En cas de refus du syndic, nous nous ferons un plaisir de prendre le relais.
 

 
A la suite de la parution de notre abus, IMMO DE FRANCE PARIS ILE DE FRANCE a souhaité que l’on publie un droit de réponse qui, comme bien souvent, ne répond pas au fond des faits reprochés mais fait la promotion du cabinet
 
Pour mémoire, nous dénoncions le fait que ce syndic refusait à un copropriétaire de transmettre le RIB de l’immeuble pour que ce dernier puisse payer ses charges de copropriété.
 
A présent, voici le droit de réponse qui nous a été envoyé, nous obligeant à faire des investigations complémentaires pour vérifier si ces affirmations sont cohérentes.
 
 
« DROIT DE REPONSE
 
 IMMO DE FRANCE PARIS ILE DE FRANCE conteste formellement toute pratique contraire à la loi et s’inscrit en faux contre les affirmations de l’Abus 4223.
IMMO DE FRANCE PARIS ILE DE FRANCE indique que, conformément aux dispositions légales, toutes les copropriétés gérées par IMMO DE FRANCE PARIS ILE DE FRANCE disposent d’un compte bancaire séparé.
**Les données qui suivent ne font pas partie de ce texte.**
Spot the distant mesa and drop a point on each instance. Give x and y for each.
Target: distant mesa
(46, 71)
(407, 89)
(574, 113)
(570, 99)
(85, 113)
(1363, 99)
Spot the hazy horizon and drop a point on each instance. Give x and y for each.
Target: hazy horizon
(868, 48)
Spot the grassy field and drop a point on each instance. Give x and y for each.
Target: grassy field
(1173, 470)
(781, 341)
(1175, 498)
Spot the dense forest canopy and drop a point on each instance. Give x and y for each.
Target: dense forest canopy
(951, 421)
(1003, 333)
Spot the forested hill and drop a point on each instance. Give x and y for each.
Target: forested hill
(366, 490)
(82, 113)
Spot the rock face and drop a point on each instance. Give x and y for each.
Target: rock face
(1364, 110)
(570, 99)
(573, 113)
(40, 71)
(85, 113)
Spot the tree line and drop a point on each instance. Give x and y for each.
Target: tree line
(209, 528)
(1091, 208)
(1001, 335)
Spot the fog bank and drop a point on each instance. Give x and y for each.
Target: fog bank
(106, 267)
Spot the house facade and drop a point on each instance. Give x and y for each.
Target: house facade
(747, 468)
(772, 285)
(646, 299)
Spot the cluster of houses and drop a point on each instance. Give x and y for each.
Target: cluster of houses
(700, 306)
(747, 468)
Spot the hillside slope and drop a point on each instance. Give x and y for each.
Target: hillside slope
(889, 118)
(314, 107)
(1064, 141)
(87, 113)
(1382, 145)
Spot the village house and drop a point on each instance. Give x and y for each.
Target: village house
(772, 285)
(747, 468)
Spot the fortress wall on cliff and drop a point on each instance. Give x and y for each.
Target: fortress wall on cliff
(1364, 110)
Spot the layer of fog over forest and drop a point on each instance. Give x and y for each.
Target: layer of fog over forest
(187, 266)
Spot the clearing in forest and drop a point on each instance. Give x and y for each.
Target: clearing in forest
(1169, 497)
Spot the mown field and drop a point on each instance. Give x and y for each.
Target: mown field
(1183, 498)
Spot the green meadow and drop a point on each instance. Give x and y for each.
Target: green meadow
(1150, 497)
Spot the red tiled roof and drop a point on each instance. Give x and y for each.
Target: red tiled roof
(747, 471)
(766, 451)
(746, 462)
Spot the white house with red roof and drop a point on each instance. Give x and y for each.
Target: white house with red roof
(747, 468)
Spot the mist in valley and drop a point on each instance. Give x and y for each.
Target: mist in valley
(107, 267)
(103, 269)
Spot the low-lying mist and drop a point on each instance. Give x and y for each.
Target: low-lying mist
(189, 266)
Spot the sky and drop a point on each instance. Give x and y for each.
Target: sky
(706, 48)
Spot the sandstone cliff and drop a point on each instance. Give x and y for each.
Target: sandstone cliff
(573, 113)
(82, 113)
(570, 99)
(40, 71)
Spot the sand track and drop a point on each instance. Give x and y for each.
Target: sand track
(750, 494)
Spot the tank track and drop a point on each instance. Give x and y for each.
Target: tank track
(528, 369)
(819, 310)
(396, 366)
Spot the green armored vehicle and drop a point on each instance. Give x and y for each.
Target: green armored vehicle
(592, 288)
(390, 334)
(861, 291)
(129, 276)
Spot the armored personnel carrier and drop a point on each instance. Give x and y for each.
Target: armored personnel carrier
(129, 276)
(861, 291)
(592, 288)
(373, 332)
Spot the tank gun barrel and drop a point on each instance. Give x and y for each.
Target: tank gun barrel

En conséquence, l’intégralité des sommes payées par les copropriétaires ne passe pas par le compte du syndic. Il est donc faux de laisser prétendre que le n°ICS du syndic lui permet de faire transiter les fonds du copropriétaire sur son propre compte. L’attribution de l’ICS permet à son bénéficiaire de procéder à des opérations de prélèvements, en aucun cas d’identifier le compte destinataire de prélèvement, lequel est nécessairement identifié par son IBAN (et non l’ICS). IMMO DE FRANCE PARIS ILE DE FRANCE est contraint comme chaque syndic par les délais d’instruction et d’attribution par la Banque de France d’un ICS propre à chaque compte de copropriété. IMMO DE FRANCE PARIS ILE DE FRANCE rappelle par ailleurs que son projet d’entreprise met au cœur les préoccupations d’éthique, de qualité et de respect des principes les plus exigeants de déontologie.
  »
 
 
Ce syndic affirme qu’il est « faux de laisser prétendre que le n°ICS du syndic lui permet de faire transiter les fonds du copropriétaire sur son propre compte ».
 
Or, le numéro ICS du syndic permet bien, en premier lieu, de réaliser des prélèvements bancaires au profit de son compte. Nous sommes donc très étonnés que le syndic essaye de démentir une réalité incontestable.
 
Mais encore, nous avons voulu profiter de ce droit de réponse pour traiter définitivement cette question à savoir si le syndic pouvait utiliser son numéro ICS pour procéder à des prélèvements au profit de ses syndicats mandants.
 
Voici donc la réponse obtenue le 3 juillet 2017 par le Comité Français d'Organisation et de Normalisation Bancaires (CFONB) :
 
« (...) En effet, la pratique que vous mettez en exergue n'est pas conforme aux règles du prélèvement SEPA. Nous avons eu l'occasion de rappeler les bons usages aux organes représentatifs des syndics et gestionnaires de biens. Les choses se mettent en place progressivement. Certaines pratiques antérieurement "admises" sont encore bien ancrées. De plus, outre les coûts liés à l'obtention d'un ICS, certains logiciels dont disposent les syndics ne semblent pas encore en mesure de gérer plusieurs identifiants (ICS).
 
Bien cordialement »
 
A présent, le cadre juridique est clairement rappelé par le CFONB, imposant aux syndics et en particulier à IMMO DE FRANCE PARIS ILE DE FRANCE de produire pour chacun de ses syndicats mandants leur propre numéro ICS, qui ne peut pas être amalgamé avec le sien.